Morto il Guiscardo, nel 1085, gli succedeva nella signoria di Bari il primogenito Boemondo, ma due anni dopo gliela toglieva il fratello Ruggero. Fu in questo tempo che tre navi baresi, partite alla volta di Antiochia cariche di grano e di altre merci, si recarono a Mira, dove giaceva il venerato corpo di S. Nicola; lo rapirono e lo portarono a Bari. La sacra reliquia fu affidata all'abate del monastero di S. Benedetto, Elia, e fu custodita in una cella sotterranea.
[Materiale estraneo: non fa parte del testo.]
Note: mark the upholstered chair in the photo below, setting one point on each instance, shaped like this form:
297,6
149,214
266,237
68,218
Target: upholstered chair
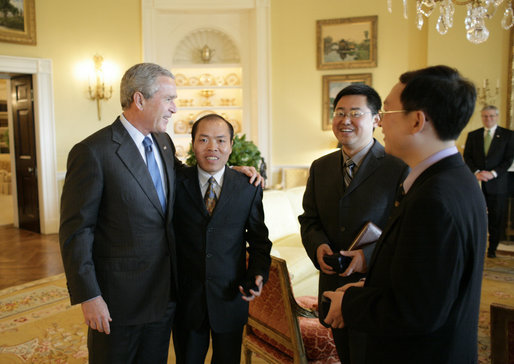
279,330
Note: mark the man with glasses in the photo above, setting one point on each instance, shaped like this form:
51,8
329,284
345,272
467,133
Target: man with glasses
345,190
488,153
421,298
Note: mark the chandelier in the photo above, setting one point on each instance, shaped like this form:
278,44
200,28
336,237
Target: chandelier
477,12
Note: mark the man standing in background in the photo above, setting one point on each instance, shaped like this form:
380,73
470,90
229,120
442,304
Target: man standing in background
421,298
488,153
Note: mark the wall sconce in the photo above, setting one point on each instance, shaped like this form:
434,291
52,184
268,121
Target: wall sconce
97,89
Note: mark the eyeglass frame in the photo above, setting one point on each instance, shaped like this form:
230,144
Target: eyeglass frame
342,114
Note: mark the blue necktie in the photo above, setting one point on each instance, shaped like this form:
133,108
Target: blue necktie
154,171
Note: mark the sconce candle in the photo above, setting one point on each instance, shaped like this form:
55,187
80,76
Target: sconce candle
98,91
Ma poiché l'arcivescovo pretendeva che fosse conservata nel Duomo, avvennero tumulti fra il clero e la popolazione, specialmente i marinai, i quali volevano che si costruisse un nuovo tempio per conservare il sacro corpo. Dopo due mesi di lotte cruente, con le larghe offerte dei cittadini, l'abate Elia fece iniziare la nuova basilica, che ebbe ricche donazioni da Ruggero e dai principi successori.
Nel sinodo tenuto a Melfi dal papa Urbano II si riconciliarono i due fratelli Boemondo e Ruggero, e Boemondo tornò duca di Bari.
Dopo il 1089, proclamato S. Nicola patrono della città, Bari diventò meta di numerosi pellegrinaggi. Ormai non era più una città secondaria, ma acquistava fama presso le genti italiche, e presso quelle della penisola balcanica, le quali avevano un grande culto per il santo di Mira.
Il 1° ottobre 1098 in Bari, Urbano II tenne un grande concilio, al quale parteciparono 198 vescovi tra greci e latini, e fu discusso il problema della processione dello Spirito Santo contro i Bizantini che sostenevano procedesse dal solo Padre.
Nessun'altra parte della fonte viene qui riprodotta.